売れない作家のドン・バーナム(レイ・ミランド)は、ままならない人生のストレスから酒を浴びるように飲むようになり、すっかりアルコール依存症になってしまう。
兄のウィック(フィリップ・テリー)や、恋人のヘレン(ジェーン・ワイマン)による献身的な介護の甲斐もなく、その症状はどんどん悪化。
遂には幻覚症状まで発症してしまい、バーナムは自分の運命を呪って拳銃自殺を決意するが…。とまあ、コメディーの名手のワイルダー作品とは思えないほど、切羽詰まったシリアスな物語が展開していく。
小道具を巧妙に配したワイルダーの職人的語り口や、役作りのために実際に酒の量を増やしたというレイ・ミランドの熱演ぶりなど、語るべきところは多々あるが、何よりも特筆すべきは、テルミンを大々的にフューチャーしたミクロス・ロージャによる音楽だろう。
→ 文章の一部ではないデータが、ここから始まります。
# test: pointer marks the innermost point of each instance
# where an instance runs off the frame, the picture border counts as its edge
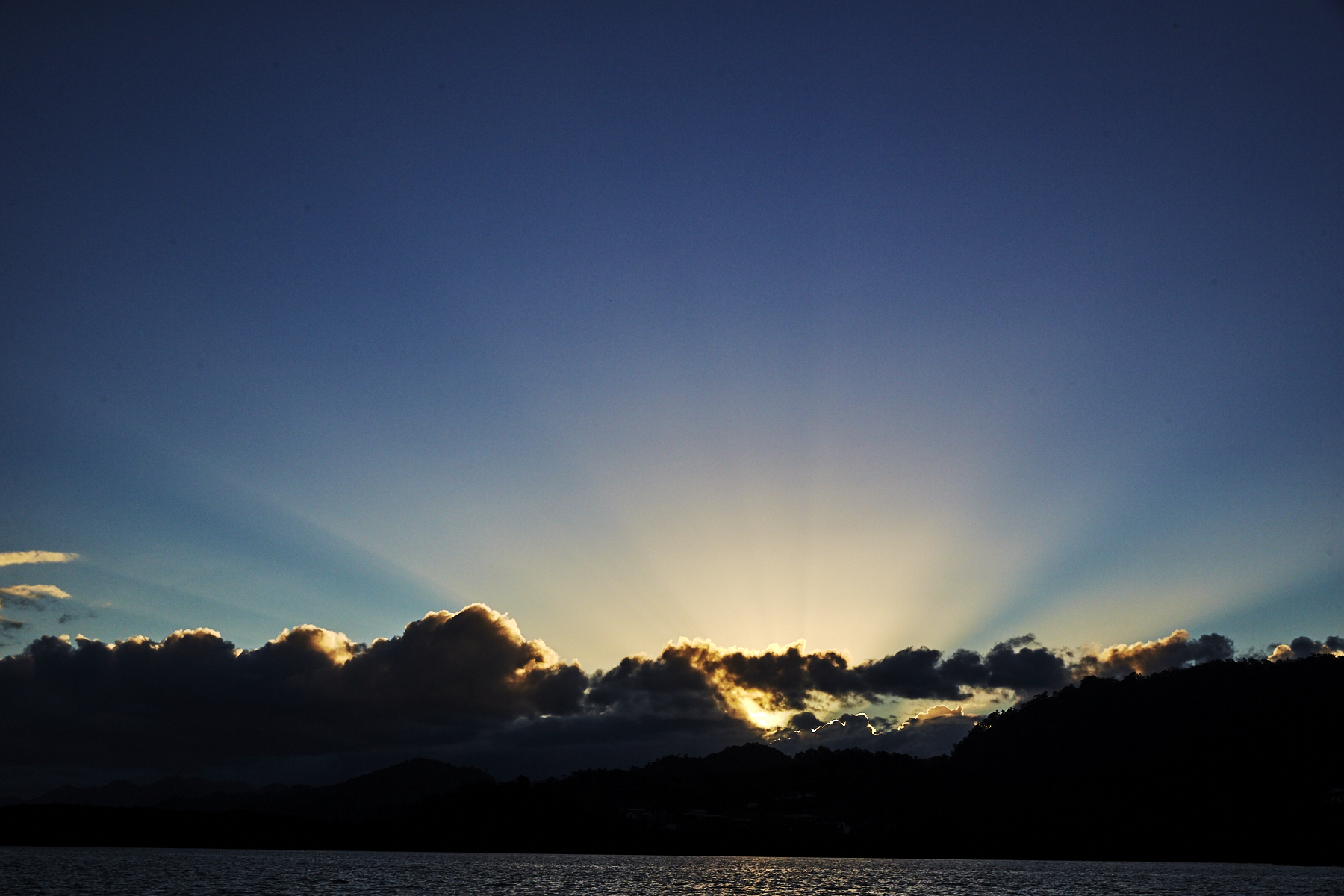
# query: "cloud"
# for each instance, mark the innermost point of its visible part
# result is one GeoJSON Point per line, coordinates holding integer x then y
{"type": "Point", "coordinates": [13, 558]}
{"type": "Point", "coordinates": [468, 685]}
{"type": "Point", "coordinates": [1305, 647]}
{"type": "Point", "coordinates": [1145, 657]}
{"type": "Point", "coordinates": [927, 734]}
{"type": "Point", "coordinates": [33, 591]}
{"type": "Point", "coordinates": [194, 697]}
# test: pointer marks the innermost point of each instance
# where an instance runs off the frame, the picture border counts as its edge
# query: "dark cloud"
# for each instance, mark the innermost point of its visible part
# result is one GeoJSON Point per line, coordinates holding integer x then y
{"type": "Point", "coordinates": [1176, 649]}
{"type": "Point", "coordinates": [927, 734]}
{"type": "Point", "coordinates": [1304, 647]}
{"type": "Point", "coordinates": [311, 691]}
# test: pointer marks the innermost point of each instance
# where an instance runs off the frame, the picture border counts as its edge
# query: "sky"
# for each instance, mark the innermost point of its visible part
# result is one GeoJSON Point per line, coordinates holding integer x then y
{"type": "Point", "coordinates": [874, 326]}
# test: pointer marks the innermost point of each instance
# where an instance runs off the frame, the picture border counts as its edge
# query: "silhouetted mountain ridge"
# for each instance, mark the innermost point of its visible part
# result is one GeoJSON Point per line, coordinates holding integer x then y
{"type": "Point", "coordinates": [1233, 761]}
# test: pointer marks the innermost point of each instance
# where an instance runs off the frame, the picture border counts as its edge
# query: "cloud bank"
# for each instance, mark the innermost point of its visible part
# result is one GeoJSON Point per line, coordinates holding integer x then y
{"type": "Point", "coordinates": [1305, 647]}
{"type": "Point", "coordinates": [13, 558]}
{"type": "Point", "coordinates": [470, 682]}
{"type": "Point", "coordinates": [33, 591]}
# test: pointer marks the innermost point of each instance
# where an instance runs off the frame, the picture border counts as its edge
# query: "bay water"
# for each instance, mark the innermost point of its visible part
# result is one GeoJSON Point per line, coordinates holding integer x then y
{"type": "Point", "coordinates": [63, 871]}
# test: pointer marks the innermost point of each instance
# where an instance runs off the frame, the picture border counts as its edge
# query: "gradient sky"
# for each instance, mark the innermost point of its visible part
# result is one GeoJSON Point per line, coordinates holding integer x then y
{"type": "Point", "coordinates": [868, 324]}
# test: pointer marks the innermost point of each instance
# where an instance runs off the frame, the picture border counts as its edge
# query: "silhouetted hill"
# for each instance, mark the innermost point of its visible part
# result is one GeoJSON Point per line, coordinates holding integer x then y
{"type": "Point", "coordinates": [1226, 761]}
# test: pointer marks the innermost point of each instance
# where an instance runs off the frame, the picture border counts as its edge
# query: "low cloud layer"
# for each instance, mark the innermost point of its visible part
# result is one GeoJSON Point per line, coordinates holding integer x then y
{"type": "Point", "coordinates": [1305, 647]}
{"type": "Point", "coordinates": [13, 558]}
{"type": "Point", "coordinates": [28, 597]}
{"type": "Point", "coordinates": [468, 684]}
{"type": "Point", "coordinates": [31, 593]}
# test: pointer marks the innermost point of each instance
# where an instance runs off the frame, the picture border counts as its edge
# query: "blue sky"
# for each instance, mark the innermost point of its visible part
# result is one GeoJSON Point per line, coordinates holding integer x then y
{"type": "Point", "coordinates": [871, 326]}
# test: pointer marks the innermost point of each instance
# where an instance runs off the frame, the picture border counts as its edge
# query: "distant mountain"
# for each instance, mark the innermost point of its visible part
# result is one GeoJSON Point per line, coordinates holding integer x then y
{"type": "Point", "coordinates": [1221, 762]}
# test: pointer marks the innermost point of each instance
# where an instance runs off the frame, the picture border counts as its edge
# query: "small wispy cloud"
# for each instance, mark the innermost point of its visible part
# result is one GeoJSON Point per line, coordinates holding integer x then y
{"type": "Point", "coordinates": [13, 558]}
{"type": "Point", "coordinates": [34, 591]}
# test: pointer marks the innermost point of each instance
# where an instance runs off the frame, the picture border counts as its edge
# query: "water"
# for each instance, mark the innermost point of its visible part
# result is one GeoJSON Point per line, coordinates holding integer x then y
{"type": "Point", "coordinates": [62, 871]}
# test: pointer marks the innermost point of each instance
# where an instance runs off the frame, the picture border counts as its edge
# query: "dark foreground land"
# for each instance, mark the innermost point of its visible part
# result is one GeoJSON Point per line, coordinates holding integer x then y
{"type": "Point", "coordinates": [1222, 762]}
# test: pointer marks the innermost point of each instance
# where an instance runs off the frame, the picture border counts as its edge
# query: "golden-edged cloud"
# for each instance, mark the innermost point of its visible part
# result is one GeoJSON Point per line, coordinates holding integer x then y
{"type": "Point", "coordinates": [13, 558]}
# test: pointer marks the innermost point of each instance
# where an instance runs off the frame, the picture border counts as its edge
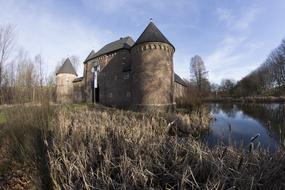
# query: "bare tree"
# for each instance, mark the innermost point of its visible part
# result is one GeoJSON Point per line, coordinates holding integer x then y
{"type": "Point", "coordinates": [75, 61]}
{"type": "Point", "coordinates": [198, 74]}
{"type": "Point", "coordinates": [6, 44]}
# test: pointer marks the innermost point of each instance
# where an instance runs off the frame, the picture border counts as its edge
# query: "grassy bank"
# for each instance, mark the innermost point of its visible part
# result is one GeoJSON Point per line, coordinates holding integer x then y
{"type": "Point", "coordinates": [78, 147]}
{"type": "Point", "coordinates": [251, 99]}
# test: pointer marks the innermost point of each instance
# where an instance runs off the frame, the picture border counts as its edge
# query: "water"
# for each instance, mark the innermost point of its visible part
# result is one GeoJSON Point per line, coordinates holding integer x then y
{"type": "Point", "coordinates": [236, 124]}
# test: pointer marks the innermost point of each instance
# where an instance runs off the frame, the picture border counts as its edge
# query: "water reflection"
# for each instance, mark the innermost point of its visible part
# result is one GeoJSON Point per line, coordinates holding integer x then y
{"type": "Point", "coordinates": [236, 124]}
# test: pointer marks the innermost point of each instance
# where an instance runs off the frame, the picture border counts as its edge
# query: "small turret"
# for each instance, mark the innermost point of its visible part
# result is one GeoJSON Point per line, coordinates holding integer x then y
{"type": "Point", "coordinates": [152, 70]}
{"type": "Point", "coordinates": [64, 86]}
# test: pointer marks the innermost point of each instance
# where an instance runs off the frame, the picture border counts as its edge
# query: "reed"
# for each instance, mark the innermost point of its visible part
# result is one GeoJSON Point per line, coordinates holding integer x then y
{"type": "Point", "coordinates": [82, 147]}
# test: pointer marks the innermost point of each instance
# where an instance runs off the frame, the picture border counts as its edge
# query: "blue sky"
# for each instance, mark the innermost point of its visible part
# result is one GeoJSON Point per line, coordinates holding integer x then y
{"type": "Point", "coordinates": [232, 36]}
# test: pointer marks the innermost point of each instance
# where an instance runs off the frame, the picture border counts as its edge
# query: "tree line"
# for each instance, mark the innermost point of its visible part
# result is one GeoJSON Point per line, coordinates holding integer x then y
{"type": "Point", "coordinates": [24, 78]}
{"type": "Point", "coordinates": [268, 79]}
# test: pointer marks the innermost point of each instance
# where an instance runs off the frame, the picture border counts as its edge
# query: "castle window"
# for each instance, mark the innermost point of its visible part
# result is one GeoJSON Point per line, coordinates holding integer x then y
{"type": "Point", "coordinates": [126, 76]}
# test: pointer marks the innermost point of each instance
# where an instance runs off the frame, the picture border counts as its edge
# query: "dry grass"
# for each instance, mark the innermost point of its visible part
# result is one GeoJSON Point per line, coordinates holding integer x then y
{"type": "Point", "coordinates": [110, 149]}
{"type": "Point", "coordinates": [81, 148]}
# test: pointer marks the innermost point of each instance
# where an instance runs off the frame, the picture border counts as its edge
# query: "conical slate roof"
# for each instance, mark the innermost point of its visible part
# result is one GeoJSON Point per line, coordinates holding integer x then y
{"type": "Point", "coordinates": [122, 43]}
{"type": "Point", "coordinates": [152, 34]}
{"type": "Point", "coordinates": [91, 54]}
{"type": "Point", "coordinates": [67, 68]}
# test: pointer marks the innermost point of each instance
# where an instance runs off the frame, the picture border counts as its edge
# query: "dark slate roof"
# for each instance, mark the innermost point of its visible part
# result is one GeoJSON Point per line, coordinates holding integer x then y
{"type": "Point", "coordinates": [122, 43]}
{"type": "Point", "coordinates": [92, 53]}
{"type": "Point", "coordinates": [67, 68]}
{"type": "Point", "coordinates": [78, 79]}
{"type": "Point", "coordinates": [152, 34]}
{"type": "Point", "coordinates": [179, 80]}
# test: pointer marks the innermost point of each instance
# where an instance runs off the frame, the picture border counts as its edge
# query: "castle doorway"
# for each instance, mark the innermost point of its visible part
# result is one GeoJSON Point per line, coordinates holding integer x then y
{"type": "Point", "coordinates": [97, 94]}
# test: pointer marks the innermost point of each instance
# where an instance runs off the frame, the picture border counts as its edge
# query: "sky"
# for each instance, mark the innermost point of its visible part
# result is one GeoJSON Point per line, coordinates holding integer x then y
{"type": "Point", "coordinates": [233, 37]}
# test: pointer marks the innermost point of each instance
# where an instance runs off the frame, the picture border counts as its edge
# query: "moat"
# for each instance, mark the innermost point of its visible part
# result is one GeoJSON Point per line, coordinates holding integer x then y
{"type": "Point", "coordinates": [237, 124]}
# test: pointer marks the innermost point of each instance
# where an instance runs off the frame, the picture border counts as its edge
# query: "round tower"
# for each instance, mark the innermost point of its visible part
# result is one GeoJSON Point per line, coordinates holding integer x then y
{"type": "Point", "coordinates": [64, 86]}
{"type": "Point", "coordinates": [152, 71]}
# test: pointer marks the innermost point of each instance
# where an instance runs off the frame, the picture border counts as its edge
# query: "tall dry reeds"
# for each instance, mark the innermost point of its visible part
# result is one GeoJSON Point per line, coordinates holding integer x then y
{"type": "Point", "coordinates": [111, 149]}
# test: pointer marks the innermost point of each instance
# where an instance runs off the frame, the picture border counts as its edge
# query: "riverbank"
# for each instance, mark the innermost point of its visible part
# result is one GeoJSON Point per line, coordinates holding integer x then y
{"type": "Point", "coordinates": [251, 99]}
{"type": "Point", "coordinates": [79, 147]}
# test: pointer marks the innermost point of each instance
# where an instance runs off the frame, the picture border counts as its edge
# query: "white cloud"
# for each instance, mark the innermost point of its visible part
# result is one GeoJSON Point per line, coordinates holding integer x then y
{"type": "Point", "coordinates": [40, 30]}
{"type": "Point", "coordinates": [234, 55]}
{"type": "Point", "coordinates": [232, 58]}
{"type": "Point", "coordinates": [237, 22]}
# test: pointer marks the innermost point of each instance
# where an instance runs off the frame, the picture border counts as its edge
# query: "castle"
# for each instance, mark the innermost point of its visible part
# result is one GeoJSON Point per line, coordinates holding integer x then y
{"type": "Point", "coordinates": [125, 73]}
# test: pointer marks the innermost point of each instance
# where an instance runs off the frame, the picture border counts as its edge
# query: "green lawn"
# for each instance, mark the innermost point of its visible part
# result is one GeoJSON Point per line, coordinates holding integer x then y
{"type": "Point", "coordinates": [2, 117]}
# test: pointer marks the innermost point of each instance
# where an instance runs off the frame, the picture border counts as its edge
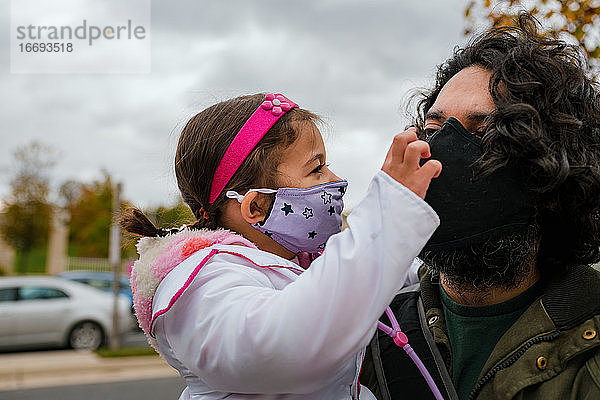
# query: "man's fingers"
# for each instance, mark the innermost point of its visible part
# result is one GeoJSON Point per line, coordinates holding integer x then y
{"type": "Point", "coordinates": [401, 141]}
{"type": "Point", "coordinates": [431, 169]}
{"type": "Point", "coordinates": [415, 151]}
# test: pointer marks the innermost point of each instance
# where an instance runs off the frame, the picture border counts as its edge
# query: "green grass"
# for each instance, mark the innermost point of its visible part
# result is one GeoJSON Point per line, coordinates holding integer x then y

ロシアの発明家レフ・セルゲーエヴィチ・テルミン博士によって発明されたこの電子楽器を、劇伴に使ったのは世界初。
「UFOが襲来したのか」と思うほど、SF的音色を発するテルミンを、登場人物の不安な心理状態を暗示する音響効果として活用する、というアイディアは、当時でもかなり革新的だったんではないか。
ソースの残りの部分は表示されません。